"She won't come down unless she wants to," Charlie grumbled.

Sally was recovering, in a measure, from her fit of chuckling. She leaned far forward, below the screen of leaves.

"Oh, yes, I will," she called, in a low, clear voice. "Besides, I want to. Charlie was mistaken about the saw-horse. He meant saurus. And I was a flying lizard and this was a coal tree. From the top of the tree you can't see anything but treetops and swamps. It's millions of years ago, you know. And father's got the skeleton of this very lizard up in his room, and he said that it used to fly right up in the topmost branches of the coal trees and he told me about the sauruses that used to be." She had dropped to the ground. "Oh, it's very interesting."

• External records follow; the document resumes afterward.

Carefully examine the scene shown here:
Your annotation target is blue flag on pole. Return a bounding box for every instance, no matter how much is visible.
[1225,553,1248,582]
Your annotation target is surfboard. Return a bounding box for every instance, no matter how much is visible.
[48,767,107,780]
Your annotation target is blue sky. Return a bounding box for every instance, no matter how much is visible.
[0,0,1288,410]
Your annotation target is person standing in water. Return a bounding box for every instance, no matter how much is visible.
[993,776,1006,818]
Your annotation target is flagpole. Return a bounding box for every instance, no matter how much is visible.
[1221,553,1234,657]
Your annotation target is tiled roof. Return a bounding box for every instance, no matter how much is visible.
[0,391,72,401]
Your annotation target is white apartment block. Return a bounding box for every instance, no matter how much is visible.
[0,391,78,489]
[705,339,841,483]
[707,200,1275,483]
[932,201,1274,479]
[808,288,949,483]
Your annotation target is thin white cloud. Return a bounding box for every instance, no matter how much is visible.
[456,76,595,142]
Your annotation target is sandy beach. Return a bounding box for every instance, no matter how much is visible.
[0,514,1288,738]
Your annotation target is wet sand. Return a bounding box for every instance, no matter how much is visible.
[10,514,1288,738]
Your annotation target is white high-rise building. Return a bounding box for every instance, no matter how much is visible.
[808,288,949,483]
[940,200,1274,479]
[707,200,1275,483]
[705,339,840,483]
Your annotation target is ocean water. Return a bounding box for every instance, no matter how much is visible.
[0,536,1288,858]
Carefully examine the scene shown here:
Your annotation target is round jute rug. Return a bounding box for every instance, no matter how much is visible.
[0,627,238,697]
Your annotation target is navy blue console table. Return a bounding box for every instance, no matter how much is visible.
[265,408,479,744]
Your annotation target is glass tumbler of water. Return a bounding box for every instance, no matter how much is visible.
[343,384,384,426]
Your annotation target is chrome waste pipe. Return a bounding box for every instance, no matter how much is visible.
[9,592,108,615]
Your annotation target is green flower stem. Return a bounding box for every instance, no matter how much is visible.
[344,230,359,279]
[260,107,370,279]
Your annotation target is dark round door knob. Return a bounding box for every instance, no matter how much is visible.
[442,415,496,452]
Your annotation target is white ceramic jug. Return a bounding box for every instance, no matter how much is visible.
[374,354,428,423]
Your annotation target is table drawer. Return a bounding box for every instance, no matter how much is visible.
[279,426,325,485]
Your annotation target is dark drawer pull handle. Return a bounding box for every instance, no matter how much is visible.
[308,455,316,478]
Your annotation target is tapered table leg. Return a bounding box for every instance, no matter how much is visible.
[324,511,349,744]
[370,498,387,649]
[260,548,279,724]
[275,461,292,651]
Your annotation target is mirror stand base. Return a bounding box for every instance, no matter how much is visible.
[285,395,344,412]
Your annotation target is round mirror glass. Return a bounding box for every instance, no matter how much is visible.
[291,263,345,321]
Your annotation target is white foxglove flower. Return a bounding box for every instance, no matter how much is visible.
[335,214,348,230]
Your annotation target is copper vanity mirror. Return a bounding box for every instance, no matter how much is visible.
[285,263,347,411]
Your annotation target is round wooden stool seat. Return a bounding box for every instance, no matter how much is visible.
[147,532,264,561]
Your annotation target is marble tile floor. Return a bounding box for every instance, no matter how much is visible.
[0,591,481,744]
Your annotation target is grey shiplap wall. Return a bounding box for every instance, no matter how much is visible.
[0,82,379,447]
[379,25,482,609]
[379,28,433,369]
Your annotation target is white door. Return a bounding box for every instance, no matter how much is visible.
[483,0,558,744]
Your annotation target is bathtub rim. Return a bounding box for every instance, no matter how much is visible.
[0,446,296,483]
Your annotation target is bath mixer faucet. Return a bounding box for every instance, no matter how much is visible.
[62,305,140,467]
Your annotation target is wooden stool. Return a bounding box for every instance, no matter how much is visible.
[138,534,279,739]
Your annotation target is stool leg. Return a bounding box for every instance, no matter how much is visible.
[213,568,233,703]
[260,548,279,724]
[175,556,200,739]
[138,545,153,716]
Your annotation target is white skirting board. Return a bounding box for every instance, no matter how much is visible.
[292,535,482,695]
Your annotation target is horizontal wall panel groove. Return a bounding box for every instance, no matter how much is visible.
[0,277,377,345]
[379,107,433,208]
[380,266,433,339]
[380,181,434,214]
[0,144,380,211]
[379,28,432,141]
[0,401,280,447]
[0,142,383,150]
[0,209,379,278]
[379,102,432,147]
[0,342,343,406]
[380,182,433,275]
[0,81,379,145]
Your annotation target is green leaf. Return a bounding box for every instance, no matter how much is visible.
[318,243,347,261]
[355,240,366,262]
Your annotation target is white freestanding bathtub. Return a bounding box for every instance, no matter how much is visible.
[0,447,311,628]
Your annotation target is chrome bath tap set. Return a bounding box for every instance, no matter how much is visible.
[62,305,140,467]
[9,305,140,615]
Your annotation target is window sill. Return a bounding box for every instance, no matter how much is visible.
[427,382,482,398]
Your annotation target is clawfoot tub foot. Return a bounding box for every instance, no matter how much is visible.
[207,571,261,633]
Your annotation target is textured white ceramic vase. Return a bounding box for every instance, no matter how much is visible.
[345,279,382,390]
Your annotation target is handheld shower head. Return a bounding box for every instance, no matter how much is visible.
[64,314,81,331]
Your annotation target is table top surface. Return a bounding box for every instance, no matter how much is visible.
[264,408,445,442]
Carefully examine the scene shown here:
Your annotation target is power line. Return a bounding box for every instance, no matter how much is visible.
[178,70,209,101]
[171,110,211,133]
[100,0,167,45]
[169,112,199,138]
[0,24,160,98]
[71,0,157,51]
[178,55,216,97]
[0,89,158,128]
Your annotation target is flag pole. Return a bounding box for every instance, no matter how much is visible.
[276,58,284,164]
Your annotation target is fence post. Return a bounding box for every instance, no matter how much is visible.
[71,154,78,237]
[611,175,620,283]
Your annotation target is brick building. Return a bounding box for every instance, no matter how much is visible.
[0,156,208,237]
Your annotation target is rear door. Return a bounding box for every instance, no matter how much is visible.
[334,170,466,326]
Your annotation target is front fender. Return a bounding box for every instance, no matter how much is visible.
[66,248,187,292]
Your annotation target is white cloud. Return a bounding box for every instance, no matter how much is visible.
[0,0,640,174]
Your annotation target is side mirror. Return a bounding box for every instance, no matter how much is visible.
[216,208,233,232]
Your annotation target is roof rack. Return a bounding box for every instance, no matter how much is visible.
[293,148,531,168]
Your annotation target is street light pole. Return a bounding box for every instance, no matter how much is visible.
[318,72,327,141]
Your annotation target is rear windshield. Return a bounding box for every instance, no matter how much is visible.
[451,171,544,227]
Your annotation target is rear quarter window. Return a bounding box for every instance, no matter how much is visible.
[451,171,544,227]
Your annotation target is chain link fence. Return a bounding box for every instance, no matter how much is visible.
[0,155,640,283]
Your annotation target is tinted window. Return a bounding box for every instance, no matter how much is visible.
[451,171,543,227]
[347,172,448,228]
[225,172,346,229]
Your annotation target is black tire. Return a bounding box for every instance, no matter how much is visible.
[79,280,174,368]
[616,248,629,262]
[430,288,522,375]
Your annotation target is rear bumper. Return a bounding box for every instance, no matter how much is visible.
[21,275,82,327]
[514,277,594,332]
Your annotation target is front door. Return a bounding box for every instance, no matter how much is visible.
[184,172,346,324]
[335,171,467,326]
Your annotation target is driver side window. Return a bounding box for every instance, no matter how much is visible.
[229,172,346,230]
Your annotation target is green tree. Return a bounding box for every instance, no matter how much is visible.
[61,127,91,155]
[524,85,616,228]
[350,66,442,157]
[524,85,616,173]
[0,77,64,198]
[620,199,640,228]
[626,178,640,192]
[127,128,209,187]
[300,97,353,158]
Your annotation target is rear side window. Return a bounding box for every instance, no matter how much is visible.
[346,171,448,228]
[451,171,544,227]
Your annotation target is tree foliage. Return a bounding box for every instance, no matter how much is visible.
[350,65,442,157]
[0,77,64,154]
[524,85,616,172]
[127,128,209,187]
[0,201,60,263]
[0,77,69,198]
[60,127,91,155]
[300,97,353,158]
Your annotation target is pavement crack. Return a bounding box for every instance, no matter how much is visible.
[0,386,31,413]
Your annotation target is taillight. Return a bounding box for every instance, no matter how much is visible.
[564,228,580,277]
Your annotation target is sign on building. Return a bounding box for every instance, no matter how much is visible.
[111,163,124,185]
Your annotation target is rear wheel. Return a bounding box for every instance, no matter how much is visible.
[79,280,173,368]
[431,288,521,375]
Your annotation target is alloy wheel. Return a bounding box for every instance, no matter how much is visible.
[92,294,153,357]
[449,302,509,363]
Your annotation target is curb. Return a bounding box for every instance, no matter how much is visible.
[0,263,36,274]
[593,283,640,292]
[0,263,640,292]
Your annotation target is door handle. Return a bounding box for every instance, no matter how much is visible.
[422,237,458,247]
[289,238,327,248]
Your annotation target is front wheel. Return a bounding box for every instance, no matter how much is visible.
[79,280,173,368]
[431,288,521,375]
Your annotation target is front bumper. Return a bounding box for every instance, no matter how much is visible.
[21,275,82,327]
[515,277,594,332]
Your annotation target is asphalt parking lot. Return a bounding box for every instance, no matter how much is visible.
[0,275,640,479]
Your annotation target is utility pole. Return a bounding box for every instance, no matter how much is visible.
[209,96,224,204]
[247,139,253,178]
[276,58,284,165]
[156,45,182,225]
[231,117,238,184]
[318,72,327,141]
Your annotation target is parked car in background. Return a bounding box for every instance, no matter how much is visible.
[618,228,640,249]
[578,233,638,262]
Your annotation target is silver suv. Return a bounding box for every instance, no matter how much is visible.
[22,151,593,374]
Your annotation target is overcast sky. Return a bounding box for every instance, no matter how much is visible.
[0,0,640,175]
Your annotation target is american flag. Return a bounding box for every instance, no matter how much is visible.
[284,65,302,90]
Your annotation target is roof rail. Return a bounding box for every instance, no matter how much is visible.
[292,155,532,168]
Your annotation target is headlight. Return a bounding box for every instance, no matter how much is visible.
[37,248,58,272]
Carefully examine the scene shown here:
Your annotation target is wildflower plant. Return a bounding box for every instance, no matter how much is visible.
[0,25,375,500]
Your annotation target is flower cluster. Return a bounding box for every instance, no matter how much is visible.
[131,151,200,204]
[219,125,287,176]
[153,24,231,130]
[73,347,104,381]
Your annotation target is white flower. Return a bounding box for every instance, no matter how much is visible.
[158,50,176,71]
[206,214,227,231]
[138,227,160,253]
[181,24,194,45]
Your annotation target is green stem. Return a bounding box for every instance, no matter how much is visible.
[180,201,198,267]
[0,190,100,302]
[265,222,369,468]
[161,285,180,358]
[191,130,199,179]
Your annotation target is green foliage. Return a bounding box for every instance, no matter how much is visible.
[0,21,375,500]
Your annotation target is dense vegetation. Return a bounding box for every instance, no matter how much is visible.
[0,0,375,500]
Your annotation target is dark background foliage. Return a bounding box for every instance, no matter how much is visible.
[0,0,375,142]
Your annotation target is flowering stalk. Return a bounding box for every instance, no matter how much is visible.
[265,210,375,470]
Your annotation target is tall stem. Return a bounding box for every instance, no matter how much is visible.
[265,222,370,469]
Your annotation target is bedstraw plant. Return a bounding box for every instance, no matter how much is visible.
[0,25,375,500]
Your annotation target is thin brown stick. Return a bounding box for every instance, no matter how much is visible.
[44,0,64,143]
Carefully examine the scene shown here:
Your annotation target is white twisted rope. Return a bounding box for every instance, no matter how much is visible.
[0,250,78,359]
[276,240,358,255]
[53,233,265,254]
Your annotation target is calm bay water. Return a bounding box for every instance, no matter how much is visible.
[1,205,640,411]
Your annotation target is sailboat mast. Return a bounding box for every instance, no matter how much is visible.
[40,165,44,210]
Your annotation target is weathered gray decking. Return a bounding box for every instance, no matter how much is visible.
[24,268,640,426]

"It must be," the young man smilingly replied; "and I should suppose that it must be rather interesting for your father to have such a pupil."

"It isn't," Sally returned. "That is—father only told me those things the other day."

The young man laughed. "I guess you must be Professor Ladue's little girl."

"Yes," said Sally, "we are. That is, I am, and this is my brother Charlie."

"The only and original saw-horse. You, I suppose, were a—we'll call it a gynesaurus—"

Sally clapped her hands and gave a little laugh of delight.

"And this," he continued, laying his hand affectionately upon the small head beside him, "is my small sister, Henrietta Sanderson, who would be happy to be any kind of a beast that you tell her about. She is ten years old and she dotes on being strange beasts."